The kids might not get why Mom does this stuff. In fact, I think they think it’s pretty weird that someone would squeeze into black rubber to swim in a lake in October. What I do hope they get from it, though, is that if they want to be something, in the words of the Avett Brothers in “Head Full Of Doubt, Road Full Of Promise:” “Decide what to be and go be it.”
It’s not about being the best, or smartest, or fastest. It’s about finding what interests and drives them, and not letting fear get in the way.
Karah Levely-Rinaldi is a mother of four, a daycare provider and an ultramarathon runner (and triathlete!). Read her Mondays on FruitaMoms.com.
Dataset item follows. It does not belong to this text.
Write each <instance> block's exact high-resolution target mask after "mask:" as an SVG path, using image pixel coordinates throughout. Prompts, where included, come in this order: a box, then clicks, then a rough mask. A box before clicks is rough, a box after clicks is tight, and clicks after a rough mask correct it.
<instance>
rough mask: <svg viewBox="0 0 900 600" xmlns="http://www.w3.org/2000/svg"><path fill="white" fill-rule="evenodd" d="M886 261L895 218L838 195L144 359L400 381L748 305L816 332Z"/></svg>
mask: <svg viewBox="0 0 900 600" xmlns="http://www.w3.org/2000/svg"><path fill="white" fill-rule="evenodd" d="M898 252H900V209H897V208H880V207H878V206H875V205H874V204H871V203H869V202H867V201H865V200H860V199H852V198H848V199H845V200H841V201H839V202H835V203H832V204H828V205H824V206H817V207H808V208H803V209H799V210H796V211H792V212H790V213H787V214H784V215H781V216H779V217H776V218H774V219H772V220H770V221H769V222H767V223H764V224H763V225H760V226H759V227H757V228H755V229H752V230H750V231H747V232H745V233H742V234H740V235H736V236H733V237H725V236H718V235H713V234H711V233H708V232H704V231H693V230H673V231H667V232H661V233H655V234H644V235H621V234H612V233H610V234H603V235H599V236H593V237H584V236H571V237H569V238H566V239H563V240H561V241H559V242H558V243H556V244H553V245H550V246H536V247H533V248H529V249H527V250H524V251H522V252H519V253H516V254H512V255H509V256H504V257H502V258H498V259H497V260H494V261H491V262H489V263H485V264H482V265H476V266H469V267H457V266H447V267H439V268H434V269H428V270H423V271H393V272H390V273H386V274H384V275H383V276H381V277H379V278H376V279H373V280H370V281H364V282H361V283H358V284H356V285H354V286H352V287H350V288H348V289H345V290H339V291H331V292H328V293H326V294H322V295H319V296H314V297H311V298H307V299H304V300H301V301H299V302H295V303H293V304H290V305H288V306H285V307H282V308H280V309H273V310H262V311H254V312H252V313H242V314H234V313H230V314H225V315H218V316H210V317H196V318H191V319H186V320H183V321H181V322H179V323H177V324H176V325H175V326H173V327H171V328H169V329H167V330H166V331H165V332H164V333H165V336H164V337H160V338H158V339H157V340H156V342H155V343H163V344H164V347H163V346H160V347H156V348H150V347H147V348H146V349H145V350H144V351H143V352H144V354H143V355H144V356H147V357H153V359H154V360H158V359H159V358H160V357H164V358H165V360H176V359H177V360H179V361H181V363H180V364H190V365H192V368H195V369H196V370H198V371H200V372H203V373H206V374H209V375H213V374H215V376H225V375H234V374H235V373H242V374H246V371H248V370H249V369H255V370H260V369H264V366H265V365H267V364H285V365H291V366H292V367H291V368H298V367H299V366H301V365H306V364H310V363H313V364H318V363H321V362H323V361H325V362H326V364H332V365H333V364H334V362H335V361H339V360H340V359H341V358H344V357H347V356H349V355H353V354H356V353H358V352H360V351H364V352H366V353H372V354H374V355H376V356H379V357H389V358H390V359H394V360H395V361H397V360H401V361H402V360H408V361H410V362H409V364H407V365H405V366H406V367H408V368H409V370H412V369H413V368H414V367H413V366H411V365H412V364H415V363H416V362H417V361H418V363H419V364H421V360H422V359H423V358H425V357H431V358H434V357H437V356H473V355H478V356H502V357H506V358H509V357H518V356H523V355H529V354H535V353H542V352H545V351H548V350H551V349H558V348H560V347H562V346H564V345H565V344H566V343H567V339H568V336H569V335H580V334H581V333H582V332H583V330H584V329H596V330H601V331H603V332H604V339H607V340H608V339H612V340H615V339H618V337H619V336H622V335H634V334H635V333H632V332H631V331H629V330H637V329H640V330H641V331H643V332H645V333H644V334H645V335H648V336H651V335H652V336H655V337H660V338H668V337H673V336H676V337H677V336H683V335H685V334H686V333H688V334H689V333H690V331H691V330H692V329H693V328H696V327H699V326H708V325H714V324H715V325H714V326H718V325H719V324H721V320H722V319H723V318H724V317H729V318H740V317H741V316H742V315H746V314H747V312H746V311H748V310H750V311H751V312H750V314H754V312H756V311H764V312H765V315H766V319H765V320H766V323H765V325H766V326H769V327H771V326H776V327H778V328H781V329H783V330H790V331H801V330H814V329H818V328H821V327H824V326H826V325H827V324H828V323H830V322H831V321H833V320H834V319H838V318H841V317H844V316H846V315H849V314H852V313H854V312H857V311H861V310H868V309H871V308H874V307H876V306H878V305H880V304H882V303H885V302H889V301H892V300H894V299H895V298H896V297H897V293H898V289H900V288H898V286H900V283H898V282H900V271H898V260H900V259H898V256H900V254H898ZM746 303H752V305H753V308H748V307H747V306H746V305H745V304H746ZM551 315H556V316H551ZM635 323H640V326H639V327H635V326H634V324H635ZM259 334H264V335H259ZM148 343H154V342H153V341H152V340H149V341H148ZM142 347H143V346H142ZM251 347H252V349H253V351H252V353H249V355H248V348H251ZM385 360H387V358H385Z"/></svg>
I don’t understand why anyone would want to do a triathlon like this, but I do understand anxiety-evoking fear of the unknown or the dark or not accomplishing what you want in life. Big congrats on overcoming your fears and being a great role model to your kids and others! Wow, you are so brave!
Oh, Karah! I loved this! It made me cry! You’re so right! Congratulations on your moment of conquering!
Thank you, ladies! I’ve never been as legitimately scared of something in a long time as I was about this triathlon, and that open water swim before the first practice. It felt good to get through it and not let the fear win out.